It is in that sort of fade-to-black that notions such as identity or the concept of a nation are continuously redefined by the art world, in this case based on the concept of an imaginary border. Thus it is normal for biennials such as that of São Paulo to have eliminated national pavilions for this edition, no doubt in order not to have to undergo the geriatric experience of the last Venice Biennial, featuring artists such as Messager, Gilbert & Georges, Jonas Mekas, Helena Almeida or Ed Ruscha, who have been fully assimilated by the art world.

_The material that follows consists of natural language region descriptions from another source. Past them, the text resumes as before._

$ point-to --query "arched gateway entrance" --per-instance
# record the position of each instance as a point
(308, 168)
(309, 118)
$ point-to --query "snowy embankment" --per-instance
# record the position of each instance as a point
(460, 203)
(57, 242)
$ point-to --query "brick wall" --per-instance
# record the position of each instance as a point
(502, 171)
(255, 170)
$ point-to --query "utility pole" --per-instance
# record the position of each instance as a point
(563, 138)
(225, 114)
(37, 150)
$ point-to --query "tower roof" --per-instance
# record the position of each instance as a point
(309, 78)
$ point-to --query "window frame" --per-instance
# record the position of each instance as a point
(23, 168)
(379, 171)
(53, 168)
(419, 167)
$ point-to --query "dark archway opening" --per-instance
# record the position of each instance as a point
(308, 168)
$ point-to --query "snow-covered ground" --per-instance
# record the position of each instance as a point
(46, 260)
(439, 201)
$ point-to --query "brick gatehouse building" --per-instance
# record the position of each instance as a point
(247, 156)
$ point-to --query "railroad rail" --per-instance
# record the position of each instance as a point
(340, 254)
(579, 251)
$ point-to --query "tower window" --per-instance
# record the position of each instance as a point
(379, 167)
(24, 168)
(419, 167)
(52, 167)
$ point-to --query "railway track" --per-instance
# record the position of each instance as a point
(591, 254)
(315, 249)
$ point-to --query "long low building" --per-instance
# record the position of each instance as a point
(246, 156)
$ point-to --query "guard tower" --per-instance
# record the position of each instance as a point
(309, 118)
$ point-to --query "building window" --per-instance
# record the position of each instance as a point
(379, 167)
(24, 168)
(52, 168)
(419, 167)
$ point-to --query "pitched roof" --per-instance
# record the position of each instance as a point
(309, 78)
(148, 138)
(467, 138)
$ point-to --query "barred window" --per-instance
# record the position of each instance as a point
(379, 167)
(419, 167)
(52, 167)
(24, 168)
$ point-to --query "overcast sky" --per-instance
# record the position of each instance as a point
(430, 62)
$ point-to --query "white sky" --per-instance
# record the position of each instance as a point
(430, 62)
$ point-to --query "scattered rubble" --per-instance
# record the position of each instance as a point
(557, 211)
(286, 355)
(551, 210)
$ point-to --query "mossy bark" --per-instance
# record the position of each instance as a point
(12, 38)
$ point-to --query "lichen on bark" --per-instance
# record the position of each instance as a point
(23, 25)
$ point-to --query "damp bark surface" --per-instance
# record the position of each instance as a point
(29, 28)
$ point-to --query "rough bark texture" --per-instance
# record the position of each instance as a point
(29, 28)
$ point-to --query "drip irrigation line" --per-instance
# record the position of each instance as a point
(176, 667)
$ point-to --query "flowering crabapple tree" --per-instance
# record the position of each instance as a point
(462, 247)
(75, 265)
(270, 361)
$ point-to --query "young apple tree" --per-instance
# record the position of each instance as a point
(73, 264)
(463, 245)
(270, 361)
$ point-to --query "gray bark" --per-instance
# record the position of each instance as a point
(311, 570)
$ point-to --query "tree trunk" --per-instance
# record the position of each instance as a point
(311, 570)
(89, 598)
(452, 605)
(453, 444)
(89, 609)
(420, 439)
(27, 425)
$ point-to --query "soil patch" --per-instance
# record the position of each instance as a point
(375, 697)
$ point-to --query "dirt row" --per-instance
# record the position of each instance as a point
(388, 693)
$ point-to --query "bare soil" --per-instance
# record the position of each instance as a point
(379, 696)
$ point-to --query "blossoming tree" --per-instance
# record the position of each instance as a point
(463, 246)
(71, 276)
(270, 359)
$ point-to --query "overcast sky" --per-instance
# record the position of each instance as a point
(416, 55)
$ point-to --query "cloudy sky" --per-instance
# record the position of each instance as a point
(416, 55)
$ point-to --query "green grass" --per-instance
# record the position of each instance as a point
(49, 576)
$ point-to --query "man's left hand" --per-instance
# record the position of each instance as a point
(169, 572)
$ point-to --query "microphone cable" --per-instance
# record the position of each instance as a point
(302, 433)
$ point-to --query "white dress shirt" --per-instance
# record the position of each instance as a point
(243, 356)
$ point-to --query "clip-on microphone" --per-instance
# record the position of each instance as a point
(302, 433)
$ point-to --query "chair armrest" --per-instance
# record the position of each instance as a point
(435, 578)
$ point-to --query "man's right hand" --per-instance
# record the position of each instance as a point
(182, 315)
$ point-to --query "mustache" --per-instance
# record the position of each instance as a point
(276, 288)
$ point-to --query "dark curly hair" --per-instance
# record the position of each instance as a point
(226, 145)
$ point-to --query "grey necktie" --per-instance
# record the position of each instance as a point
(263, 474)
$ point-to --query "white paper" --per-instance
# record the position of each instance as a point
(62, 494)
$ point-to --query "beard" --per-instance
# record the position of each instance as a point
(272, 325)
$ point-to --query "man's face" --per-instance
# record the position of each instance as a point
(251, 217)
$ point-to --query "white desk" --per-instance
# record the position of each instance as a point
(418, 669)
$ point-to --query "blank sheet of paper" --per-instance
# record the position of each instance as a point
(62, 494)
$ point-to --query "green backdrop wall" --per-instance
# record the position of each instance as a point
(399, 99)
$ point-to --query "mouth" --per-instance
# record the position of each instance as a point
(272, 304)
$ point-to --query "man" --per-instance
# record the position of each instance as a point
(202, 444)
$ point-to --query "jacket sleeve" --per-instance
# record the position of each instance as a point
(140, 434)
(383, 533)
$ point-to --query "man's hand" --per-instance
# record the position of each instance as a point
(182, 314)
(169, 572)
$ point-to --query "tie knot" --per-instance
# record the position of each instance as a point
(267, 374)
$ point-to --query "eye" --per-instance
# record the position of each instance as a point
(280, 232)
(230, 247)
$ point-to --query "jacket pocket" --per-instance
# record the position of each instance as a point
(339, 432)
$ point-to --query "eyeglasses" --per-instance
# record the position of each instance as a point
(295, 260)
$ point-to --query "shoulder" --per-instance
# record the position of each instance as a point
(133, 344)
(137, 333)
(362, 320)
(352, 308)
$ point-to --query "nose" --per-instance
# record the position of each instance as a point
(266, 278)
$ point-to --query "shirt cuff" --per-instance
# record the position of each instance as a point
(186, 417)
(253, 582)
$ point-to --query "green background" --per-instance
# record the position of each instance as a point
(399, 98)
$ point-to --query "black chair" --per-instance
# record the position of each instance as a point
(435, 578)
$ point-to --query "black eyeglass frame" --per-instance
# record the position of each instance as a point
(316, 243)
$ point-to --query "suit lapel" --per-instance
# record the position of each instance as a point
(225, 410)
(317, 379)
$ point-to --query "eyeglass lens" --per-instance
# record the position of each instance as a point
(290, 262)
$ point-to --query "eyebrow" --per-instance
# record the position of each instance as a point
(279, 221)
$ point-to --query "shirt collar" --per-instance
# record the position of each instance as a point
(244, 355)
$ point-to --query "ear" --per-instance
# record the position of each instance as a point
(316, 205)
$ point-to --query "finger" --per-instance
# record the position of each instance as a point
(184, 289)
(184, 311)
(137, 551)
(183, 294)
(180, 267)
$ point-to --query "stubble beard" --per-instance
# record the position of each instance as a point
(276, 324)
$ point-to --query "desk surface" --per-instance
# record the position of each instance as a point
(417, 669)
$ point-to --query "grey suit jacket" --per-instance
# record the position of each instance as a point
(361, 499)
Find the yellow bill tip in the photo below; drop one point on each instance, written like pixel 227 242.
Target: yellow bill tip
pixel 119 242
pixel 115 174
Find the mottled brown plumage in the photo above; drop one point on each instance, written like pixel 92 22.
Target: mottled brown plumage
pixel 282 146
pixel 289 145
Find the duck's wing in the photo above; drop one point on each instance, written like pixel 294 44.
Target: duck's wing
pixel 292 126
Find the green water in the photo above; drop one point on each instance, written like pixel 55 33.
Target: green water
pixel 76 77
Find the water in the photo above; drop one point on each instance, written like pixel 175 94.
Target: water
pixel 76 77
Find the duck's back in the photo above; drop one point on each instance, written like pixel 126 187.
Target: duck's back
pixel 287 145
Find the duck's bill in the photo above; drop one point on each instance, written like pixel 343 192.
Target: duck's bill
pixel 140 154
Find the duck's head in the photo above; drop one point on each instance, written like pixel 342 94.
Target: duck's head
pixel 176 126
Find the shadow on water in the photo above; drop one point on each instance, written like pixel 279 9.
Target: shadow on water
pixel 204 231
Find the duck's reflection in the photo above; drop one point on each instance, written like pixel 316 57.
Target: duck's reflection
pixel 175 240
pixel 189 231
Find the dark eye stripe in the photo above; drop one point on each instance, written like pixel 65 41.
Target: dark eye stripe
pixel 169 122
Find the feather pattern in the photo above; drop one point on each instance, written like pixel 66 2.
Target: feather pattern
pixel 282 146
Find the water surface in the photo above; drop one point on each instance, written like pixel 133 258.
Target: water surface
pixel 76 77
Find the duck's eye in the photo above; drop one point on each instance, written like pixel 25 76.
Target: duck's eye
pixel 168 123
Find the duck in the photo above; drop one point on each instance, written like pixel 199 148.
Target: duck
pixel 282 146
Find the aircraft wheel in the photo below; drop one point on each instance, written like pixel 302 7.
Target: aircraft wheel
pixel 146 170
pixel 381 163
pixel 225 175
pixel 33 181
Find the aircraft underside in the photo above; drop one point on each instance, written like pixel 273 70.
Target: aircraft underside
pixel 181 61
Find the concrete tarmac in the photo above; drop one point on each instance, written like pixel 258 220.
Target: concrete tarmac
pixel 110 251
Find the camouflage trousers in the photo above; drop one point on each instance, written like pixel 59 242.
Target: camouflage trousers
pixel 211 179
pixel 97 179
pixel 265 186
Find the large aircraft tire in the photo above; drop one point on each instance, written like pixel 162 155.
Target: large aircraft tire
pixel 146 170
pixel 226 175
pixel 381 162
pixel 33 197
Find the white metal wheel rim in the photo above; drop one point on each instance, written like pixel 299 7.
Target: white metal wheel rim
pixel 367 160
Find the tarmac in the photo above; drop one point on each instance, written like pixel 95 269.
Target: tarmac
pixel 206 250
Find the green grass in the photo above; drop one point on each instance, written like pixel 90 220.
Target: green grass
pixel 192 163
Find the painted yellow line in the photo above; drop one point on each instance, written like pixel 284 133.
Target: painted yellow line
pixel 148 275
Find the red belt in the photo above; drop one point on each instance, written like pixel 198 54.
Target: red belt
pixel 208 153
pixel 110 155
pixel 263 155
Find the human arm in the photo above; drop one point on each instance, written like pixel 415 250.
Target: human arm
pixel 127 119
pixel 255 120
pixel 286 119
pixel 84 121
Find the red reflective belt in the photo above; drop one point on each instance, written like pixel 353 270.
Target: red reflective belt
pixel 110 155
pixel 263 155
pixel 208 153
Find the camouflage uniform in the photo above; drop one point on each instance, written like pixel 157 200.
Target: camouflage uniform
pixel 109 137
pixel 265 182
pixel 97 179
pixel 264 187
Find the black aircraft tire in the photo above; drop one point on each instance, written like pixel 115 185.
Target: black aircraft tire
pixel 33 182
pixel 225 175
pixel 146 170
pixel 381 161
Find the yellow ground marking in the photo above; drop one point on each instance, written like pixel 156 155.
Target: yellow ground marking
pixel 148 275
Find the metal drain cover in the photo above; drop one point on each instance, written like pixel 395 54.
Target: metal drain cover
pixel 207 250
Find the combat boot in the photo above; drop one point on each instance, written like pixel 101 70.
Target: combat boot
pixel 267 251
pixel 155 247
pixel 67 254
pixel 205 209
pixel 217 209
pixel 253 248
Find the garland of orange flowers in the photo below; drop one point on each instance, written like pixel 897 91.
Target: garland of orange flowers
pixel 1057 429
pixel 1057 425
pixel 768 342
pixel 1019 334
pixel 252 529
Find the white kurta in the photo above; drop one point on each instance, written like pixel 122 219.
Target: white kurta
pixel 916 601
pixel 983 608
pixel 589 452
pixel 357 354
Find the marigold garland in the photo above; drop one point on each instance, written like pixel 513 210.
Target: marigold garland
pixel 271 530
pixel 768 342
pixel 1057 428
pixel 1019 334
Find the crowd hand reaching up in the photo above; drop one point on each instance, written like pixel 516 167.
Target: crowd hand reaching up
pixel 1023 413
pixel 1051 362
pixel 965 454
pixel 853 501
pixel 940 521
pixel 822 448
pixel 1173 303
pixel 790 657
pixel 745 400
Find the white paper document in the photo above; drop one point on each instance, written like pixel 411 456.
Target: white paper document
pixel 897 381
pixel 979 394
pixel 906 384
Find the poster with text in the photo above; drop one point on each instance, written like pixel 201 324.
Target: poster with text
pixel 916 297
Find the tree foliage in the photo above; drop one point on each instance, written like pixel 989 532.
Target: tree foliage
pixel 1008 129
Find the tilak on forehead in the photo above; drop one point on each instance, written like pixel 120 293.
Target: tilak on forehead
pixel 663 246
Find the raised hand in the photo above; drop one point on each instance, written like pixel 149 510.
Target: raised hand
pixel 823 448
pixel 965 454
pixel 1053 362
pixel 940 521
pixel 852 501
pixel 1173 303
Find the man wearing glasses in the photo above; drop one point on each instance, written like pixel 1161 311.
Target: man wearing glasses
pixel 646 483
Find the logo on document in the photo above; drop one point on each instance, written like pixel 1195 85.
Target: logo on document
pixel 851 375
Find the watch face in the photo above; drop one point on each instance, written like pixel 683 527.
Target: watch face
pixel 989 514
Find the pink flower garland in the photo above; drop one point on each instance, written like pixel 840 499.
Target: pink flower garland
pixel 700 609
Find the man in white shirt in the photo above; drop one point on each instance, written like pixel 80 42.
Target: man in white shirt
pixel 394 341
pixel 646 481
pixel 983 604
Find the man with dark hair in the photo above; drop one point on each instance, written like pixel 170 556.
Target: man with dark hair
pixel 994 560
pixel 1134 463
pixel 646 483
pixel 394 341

One of the exhibitions in Venice, conducted by Rosa Martí­nez, had the visionary title Siempre un poco más lejos [Always a little farther], stemming from the romanticism of Corto Maltés, the fictitious character invented by the cartoonist Hugo Pratt, to appeal to fantasy as a way of understanding reality. Noorthoorn’s intentions are not far removed; they could be placed in the same suitcase into which a nude Cecilia Vignolo packed herself as a means of interpreting an internal migration.

As I pointed out on another occasion, in this context of dislocated identities and disoriented subjects, defining one’s own vision seems a somewhat complicated task. We still ask ourselves who we are, where we came from and where we are going, following Gauguin’s dilemma. And this is what this Biennial examines, focusing basically on countries such as Argentina, Chile or Uruguay. This is because, in the world of art, that imaginary border is the system, the market, and artists that have not yet been excessively recognized have been chosen to cross that border - except for the aforementioned Jacoby and the indisputable Luis Camnitzer, who on this occasion presents an installation consisting of the root of a tree that continues up a trunk made of thousands of blunt, black pencils drawing an imaginary territory on the wall to which they lead. Martí­n Sastre’s work is therefore highly significant when he caustically makes up a fictitious story of a Latin American art star in a future era, grave included.